What is ESG Reporting?
ESG, an abbreviation for Environmental, Social, and Governance, are a set of criteria that help determine how “socially responsible” a company is. It provides a snapshot of business strategies and helps investment screening for all stakeholders, such as investors, employees, and society. ESG sustainability reporting helps investors steer clear of companies that might pose a higher financial risk due to their poor environmental, social, or governance practices.
Importance of ESG Reporting
While ESG reporting is still voluntary for most countries, several future-focused companies have realised the importance of communicating ESG practices in their business strategy. There are several benefits to ESG reporting, which include:-
- ESG Reporting Creates Transparency
Providing ESG data in the company’s annual reporting allows investors to determine its goals and targets. Transparency helps investors understand how the organisation creates solutions for the major global issues the business faces in respect of these three criteria. This is how ESG offers investors a chance to make an informed decision about the company to invest in.

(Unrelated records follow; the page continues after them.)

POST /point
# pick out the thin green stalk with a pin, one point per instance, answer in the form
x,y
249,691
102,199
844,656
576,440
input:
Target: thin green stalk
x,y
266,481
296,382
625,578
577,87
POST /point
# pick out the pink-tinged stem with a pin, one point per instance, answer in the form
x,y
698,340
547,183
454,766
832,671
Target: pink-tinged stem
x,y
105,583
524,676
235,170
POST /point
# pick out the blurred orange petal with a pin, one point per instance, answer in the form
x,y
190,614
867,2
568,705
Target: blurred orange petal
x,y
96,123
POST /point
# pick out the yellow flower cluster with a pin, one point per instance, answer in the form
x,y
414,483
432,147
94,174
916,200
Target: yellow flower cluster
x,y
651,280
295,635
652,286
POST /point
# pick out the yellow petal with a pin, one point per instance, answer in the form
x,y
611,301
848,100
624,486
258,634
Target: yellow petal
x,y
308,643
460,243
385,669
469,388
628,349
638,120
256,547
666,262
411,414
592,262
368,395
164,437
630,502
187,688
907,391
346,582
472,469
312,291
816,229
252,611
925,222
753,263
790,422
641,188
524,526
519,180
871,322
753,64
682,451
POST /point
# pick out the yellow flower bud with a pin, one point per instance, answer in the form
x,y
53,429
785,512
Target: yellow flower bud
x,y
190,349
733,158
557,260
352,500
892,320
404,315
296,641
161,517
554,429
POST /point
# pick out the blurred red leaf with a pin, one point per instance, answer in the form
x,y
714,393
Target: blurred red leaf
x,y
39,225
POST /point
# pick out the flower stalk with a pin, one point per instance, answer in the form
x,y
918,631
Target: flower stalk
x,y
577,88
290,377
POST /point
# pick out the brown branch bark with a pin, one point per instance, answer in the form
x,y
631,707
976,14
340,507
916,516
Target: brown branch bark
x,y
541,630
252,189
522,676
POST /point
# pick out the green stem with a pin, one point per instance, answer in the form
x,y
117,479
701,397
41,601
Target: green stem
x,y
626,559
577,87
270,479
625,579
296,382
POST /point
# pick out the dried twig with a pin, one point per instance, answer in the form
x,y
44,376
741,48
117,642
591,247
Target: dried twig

- ESG Reporting Encourages Accountability
Accountability is essential to any business as it helps ensure following best practices and acting upon critical issues. ESG reporting is important as it holds board members and stakeholders accountable for business practices related to the ESG sustainability criteria.
- ESG Reporting Boosts Confidence in the Company’s Claims
Investors and lenders are attracted to businesses when they are convinced that their information is legitimate. While any company can claim to be committed to sustainability issues, only accurate and effective ESG reporting can verify those claims.